The University Record, February 4, 2002

Students are the key to keeping the dream of MLK alive

By Theresa Maddix

As part of the ongoing 2002 Rev. Martin Luther King Jr. celebration two award ceremonies were held to honor students: the MIRT awards offered through the Center for Human Growth and Development (CHGD) and the North Campus MLK Spirit awards.

The Minority International Research Training Awards (MIRT) presented honors for international research projects to three graduate students and five undergraduates. Three of the students—Wroksie Jackson, Takisha LaShore and Chinasa Nwankso—will go to the University of Natal in Durban, South Africa, to work on the Violence Intervention Project. The other five students—Bersabell Asaye, Joy Ervin, Marisela Huerta, Karin Kemp and Rakiya Labaran—will go to the University of Santiago, Chile, mainly to work on subprojects with the larger focus of combating iron-deficiency anemia.

Chinasa Nwankso, an LS&A student whose future plans include running a free or low cost clinic for underprivileged women and their children, says, “I want to be able to provide other people with some of the same advantages [I have] by making sure that their basic healthcare needs are taken care of and that they receive the education needed for self-care so that they will be ready to learn and excel in other aspects of their life.”

Faculty leaders this year for MIRT are Betsy Lozoff and Vonnie McLoyd.
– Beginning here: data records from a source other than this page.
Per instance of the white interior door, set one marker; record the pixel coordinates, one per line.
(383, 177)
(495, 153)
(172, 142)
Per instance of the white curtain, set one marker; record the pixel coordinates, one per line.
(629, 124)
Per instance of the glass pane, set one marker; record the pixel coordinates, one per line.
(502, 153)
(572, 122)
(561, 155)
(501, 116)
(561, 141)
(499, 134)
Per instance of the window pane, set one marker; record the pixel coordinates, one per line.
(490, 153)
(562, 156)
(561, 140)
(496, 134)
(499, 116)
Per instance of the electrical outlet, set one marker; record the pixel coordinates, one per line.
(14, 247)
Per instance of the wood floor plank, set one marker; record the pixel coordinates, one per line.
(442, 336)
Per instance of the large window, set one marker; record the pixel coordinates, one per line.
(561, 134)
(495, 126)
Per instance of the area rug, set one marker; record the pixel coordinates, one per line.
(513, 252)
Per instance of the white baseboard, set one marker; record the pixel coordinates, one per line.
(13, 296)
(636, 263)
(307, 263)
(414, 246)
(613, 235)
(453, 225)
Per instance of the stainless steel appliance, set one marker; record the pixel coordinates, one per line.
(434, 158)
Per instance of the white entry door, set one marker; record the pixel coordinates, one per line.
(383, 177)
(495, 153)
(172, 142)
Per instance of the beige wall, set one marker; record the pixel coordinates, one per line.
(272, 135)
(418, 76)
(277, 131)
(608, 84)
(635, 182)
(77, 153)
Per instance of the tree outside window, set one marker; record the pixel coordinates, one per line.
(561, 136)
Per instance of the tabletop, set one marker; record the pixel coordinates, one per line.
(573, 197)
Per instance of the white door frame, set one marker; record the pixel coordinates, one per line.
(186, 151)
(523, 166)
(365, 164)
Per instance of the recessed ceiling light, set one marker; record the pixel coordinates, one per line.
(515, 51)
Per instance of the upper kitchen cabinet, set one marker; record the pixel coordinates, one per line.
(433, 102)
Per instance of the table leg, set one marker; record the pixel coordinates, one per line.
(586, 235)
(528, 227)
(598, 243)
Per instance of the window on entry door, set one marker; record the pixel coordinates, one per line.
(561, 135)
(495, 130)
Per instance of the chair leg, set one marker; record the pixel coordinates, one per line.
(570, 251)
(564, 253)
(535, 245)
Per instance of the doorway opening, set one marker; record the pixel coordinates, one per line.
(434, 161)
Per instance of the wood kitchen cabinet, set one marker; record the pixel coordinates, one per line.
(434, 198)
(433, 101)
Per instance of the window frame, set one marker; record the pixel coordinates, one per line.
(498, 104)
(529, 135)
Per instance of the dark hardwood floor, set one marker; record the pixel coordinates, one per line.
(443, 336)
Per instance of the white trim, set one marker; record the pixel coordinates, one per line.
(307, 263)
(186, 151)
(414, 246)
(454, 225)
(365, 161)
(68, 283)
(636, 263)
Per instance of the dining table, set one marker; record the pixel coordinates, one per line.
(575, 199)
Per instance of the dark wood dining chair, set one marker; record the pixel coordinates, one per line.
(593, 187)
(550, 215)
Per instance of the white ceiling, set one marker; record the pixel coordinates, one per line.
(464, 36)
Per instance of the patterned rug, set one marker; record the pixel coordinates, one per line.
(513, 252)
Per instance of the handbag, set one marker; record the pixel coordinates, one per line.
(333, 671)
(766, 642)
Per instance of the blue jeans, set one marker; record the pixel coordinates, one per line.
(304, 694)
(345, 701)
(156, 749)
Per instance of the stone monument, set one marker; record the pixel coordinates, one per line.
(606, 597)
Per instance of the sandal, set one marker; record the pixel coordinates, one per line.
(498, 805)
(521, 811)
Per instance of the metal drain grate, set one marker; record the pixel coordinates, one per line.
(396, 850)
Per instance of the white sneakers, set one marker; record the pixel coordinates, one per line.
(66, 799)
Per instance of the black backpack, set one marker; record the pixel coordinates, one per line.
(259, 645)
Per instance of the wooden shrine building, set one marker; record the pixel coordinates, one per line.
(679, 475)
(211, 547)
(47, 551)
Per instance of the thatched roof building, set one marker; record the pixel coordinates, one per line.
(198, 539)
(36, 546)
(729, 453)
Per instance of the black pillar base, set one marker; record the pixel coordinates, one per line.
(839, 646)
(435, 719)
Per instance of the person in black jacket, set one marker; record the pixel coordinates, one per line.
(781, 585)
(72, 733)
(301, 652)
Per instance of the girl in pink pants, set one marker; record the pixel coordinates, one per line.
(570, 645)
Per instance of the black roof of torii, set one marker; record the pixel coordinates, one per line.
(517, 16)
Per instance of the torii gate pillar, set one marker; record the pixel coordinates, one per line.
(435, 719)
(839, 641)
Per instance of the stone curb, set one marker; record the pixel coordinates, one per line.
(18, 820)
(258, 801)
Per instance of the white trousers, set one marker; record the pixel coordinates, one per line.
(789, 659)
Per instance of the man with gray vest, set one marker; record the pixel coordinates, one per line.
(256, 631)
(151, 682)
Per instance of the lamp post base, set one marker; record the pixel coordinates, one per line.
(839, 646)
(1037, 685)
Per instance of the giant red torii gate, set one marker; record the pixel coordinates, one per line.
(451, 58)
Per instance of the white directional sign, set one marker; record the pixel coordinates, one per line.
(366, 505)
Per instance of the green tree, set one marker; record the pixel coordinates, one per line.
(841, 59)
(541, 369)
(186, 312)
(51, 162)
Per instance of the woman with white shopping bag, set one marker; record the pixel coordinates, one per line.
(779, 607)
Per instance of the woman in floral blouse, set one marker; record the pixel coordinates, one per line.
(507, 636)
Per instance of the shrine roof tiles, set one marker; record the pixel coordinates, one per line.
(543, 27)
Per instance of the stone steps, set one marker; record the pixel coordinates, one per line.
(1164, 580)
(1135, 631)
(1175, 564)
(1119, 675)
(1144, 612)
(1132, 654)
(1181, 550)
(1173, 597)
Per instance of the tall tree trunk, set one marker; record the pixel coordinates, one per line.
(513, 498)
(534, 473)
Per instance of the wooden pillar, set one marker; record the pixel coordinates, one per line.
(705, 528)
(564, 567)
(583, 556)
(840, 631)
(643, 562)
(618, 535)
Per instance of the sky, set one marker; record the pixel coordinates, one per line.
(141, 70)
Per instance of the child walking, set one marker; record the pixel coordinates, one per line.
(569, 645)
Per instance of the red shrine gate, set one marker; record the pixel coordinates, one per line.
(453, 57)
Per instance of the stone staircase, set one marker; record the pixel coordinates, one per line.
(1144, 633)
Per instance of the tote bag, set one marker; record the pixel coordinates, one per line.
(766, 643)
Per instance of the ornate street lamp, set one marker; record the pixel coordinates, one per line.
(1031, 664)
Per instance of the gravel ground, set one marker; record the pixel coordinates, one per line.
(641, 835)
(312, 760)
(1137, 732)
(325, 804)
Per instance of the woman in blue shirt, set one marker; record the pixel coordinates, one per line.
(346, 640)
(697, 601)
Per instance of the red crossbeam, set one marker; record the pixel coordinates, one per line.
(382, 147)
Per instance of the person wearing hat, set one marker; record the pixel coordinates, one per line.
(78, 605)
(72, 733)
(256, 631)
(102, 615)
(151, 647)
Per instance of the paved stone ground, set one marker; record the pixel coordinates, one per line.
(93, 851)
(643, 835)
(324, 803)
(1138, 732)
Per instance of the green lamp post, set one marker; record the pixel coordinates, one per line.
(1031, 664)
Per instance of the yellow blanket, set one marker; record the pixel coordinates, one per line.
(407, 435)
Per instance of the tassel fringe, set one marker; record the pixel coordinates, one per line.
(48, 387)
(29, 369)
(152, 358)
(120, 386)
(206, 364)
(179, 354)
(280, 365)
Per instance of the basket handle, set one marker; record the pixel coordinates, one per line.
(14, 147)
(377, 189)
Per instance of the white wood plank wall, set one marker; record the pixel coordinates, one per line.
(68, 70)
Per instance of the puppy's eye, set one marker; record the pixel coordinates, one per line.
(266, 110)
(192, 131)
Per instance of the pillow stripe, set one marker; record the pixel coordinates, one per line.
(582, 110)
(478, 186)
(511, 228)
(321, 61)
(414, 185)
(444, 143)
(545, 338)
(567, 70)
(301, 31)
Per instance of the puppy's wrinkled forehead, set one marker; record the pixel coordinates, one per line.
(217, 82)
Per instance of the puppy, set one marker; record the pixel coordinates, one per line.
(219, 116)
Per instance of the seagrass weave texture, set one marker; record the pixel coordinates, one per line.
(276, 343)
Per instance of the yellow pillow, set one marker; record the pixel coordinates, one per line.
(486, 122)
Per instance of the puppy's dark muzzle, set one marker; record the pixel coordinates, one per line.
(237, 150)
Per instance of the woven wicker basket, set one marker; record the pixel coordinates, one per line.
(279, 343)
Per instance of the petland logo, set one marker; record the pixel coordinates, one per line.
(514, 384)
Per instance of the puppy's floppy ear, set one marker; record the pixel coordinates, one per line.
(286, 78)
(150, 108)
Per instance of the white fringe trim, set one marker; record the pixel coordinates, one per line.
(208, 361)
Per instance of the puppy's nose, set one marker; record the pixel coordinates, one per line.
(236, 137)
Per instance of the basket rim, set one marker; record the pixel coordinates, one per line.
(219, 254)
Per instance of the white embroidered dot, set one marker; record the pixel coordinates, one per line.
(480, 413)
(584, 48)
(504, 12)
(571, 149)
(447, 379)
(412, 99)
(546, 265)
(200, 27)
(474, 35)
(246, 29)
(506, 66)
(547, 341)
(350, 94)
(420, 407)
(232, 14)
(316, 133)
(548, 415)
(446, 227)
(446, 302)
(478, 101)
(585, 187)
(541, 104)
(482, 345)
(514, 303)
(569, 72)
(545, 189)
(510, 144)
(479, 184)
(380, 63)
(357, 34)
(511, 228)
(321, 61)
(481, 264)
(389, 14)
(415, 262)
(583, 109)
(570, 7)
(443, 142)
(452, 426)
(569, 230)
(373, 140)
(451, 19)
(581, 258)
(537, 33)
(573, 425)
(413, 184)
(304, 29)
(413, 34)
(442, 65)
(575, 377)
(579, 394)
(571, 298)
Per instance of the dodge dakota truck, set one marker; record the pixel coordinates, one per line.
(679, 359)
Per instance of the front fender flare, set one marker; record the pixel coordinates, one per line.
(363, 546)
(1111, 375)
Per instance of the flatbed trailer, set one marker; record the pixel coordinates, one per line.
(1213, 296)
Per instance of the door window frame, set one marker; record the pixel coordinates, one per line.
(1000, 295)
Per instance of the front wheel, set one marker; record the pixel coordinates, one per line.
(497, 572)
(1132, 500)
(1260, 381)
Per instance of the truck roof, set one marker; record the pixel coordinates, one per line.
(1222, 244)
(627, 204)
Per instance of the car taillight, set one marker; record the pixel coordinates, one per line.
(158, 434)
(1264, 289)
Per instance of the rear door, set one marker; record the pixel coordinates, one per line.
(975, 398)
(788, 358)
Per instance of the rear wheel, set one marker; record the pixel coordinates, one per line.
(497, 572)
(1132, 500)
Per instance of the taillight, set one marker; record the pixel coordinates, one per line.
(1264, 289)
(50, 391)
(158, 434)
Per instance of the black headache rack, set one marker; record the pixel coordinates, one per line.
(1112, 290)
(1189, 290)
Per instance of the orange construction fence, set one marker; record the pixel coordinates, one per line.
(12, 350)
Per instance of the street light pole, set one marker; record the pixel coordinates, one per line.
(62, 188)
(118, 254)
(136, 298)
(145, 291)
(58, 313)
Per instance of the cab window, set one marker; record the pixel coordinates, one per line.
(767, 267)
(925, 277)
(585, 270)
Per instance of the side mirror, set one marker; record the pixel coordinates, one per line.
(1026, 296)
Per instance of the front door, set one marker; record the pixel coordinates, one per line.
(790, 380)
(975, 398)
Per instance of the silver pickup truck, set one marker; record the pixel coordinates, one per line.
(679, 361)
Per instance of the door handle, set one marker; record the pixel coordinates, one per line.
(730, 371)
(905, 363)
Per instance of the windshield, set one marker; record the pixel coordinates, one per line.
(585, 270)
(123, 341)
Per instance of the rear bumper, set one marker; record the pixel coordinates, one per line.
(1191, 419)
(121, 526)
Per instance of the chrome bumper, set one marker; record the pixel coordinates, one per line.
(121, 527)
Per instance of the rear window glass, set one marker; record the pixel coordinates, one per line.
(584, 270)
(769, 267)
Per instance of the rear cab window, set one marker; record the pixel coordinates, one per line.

Lozoff is director and senior research scientist at the CHGD, as well as professor of environmental health sciences, and of pediatric and communicable diseases. McLoyd is professor of Afro-American and African studies and of psychology, as well as senior research scientist at CHGD.

The MIRT program is funded by the Fogarty International Center of the National Institutes of Health. More information on the program is available from Kathleen Restrick, or (734) 764-2443.

At the MLK Spirit awards ceremony, students from the four main schools on North Campus were selected for what Faye Burton, executive secretary at the School of Music, defined as “keeping the spirit and dream of Dr. Martin Luther King alive.”

“Recipients were chosen on the basis of how well they project the spirit of Martin Luther King Jr.,” says Burton. “All of the students are active in their communities, supporting both youth and senior programs. They are striving to finish their degrees so they can give back to their community. Receiving this award gives them something tangible to remind them to continue to make the world a better place to live in.”

Recipients from the Taubman College of Architecture and Urban Planning were Jeffrey Hoad, Michael Leaveck, Toni Loiacano and Jaron Lubin. From the College of Engineering: Debra Ely, Brian Johnson, Brian Netter, Priya Sehgal and Brandon Wright. From the School of Art and Design: Jennifer Jo Boyer, Jacob Martinez, Cecelia Mendez, Otitigbe Obaroene and Carrie Russell. From the School of Music: Keith Dixon, Leslie Hill, Kenneth Kellogg, Frederick Peterbark, Adrianna Wadkins and Angus Wood.